Un duro colpo alla criminalità organizzata è stato inferto all’alba dai Carabinieri nelle province di Brindisi, Lecce e Chieti. I militari del Comando provinciale di Brindisi, con il supporto di reparti specializzati dell’Arma, hanno eseguito tredici ordinanze di custodia cautelare in carcere e una ulteriore misura restrittiva nei confronti di 14 persone, ritenute a vario titolo appartenenti alle frange mesagnesi e torresi della Sacra Corona Unita.
I provvedimenti sono stati emessi dal Gip del Tribunale di Lecce, su richiesta della Direzione distrettuale antimafia, nell’ambito di un’inchiesta che contesta reati gravissimi: associazione di tipo mafioso, concorso esterno, estorsioni, usura, traffico di droga, detenzione e porto illegale di armi, truffa ai danni dello Stato e lesioni personali.
Contestualmente è stato eseguito anche il sequestro preventivo di un immobile con annessa attività commerciale, del valore stimato di circa 600 mila euro, ritenuto dagli investigatori la sede operativa e logistica del sodalizio, luogo abituale di incontri e riunioni tra gli affiliati.
Le indagini, condotte dal Nucleo Investigativo dei Carabinieri di Brindisi e coordinate dalla Dda di Lecce, si sono sviluppate tra giugno 2020 e giugno 2022 e hanno preso avvio dopo il ritorno in libertà del presunto promotore dell’organizzazione, figura di spicco del clan Pasimeni–Vitale–Vicientino. Gli accertamenti hanno documentato la piena operatività del gruppo, capace di esercitare un controllo capillare sul territorio anche grazie a collegamenti con altri esponenti della Scu attivi in diverse aree del Brindisino.

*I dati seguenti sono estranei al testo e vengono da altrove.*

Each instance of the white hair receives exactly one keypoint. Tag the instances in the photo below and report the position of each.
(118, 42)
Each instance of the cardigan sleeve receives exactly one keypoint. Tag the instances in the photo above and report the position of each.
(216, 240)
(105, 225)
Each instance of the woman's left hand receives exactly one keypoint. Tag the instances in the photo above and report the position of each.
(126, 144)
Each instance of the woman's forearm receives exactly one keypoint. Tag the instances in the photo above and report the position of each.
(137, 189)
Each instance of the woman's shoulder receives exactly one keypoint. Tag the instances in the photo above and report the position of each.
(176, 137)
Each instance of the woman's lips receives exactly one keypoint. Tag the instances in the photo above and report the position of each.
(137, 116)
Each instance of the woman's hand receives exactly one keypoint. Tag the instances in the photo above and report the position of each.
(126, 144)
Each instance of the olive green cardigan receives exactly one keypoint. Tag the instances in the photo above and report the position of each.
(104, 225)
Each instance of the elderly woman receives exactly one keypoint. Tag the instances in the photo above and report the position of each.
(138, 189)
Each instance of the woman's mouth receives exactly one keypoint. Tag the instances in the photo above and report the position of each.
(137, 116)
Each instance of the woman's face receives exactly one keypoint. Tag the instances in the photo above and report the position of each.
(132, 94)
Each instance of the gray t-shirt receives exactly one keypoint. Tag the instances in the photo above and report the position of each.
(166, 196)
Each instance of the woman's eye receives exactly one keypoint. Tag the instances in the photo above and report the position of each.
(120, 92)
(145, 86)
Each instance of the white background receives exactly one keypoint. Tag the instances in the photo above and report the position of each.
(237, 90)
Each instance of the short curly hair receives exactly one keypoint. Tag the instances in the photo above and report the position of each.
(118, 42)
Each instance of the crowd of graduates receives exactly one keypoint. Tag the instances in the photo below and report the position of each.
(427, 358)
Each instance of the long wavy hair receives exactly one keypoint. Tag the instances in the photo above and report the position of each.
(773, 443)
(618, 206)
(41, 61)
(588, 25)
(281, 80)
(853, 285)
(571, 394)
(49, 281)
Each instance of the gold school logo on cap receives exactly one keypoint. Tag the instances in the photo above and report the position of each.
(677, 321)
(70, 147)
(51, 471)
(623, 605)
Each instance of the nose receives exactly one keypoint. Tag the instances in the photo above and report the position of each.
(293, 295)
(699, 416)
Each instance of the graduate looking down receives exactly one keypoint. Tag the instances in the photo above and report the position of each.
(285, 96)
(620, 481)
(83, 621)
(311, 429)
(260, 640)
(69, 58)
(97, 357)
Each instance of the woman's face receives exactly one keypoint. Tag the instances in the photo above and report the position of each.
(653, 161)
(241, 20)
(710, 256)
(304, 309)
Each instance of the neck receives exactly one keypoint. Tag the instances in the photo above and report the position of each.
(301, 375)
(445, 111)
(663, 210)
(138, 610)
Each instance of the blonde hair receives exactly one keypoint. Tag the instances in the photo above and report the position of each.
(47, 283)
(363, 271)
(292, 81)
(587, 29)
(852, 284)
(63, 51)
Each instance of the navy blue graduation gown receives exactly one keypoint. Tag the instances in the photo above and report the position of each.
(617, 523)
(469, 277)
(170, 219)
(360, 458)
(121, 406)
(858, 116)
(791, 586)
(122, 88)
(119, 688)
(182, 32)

Secondo quanto ricostruito dagli inquirenti, il vertice del clan continuava a impartire ordini anche dal carcere, avvalendosi del nipote come intermediario e di un luogotenente operativo sul territorio. Un sistema ben strutturato che consentiva di mantenere saldo il comando e gestire le attività illecite.
L’organizzazione imponeva la propria egemonia attraverso estorsioni sistematiche, in particolare nei confronti degli spacciatori locali, costretti a versare il cosiddetto “punto” o “pensiero”, una sorta di tassa destinata al sostentamento dei detenuti e delle loro famiglie. Il gruppo, inoltre, gestiva il traffico di stupefacenti, regolava i rapporti con altri clan e interveniva per dirimere conflitti sulla spartizione delle aree di influenza.
Non mancavano le azioni violente: pestaggi, intimidazioni armate e recuperi crediti con metodi brutali, soprattutto ai danni di imprenditori e commercianti. Parallelamente, l’attività criminale si estendeva anche all’usura, con prestiti concessi a tassi usurari, e al riciclaggio di denaro, attraverso una rete illegale di giochi e scommesse online.
Nel corso dell’attività investigativa, l’intervento tempestivo dei Carabinieri ha inoltre portato all’arresto in flagranza di altre 13 persone e al sequestro di oltre due chilogrammi di droga, tra cocaina, marijuana e hashish, confermando la costante pressione esercitata sul territorio.
In totale, sono 34 gli indagati nell’ambito del procedimento penale, che rappresenta uno dei più rilevanti colpi inferti negli ultimi anni alle articolazioni locali della Sacra Corona Unita tra Brindisino e Leccese.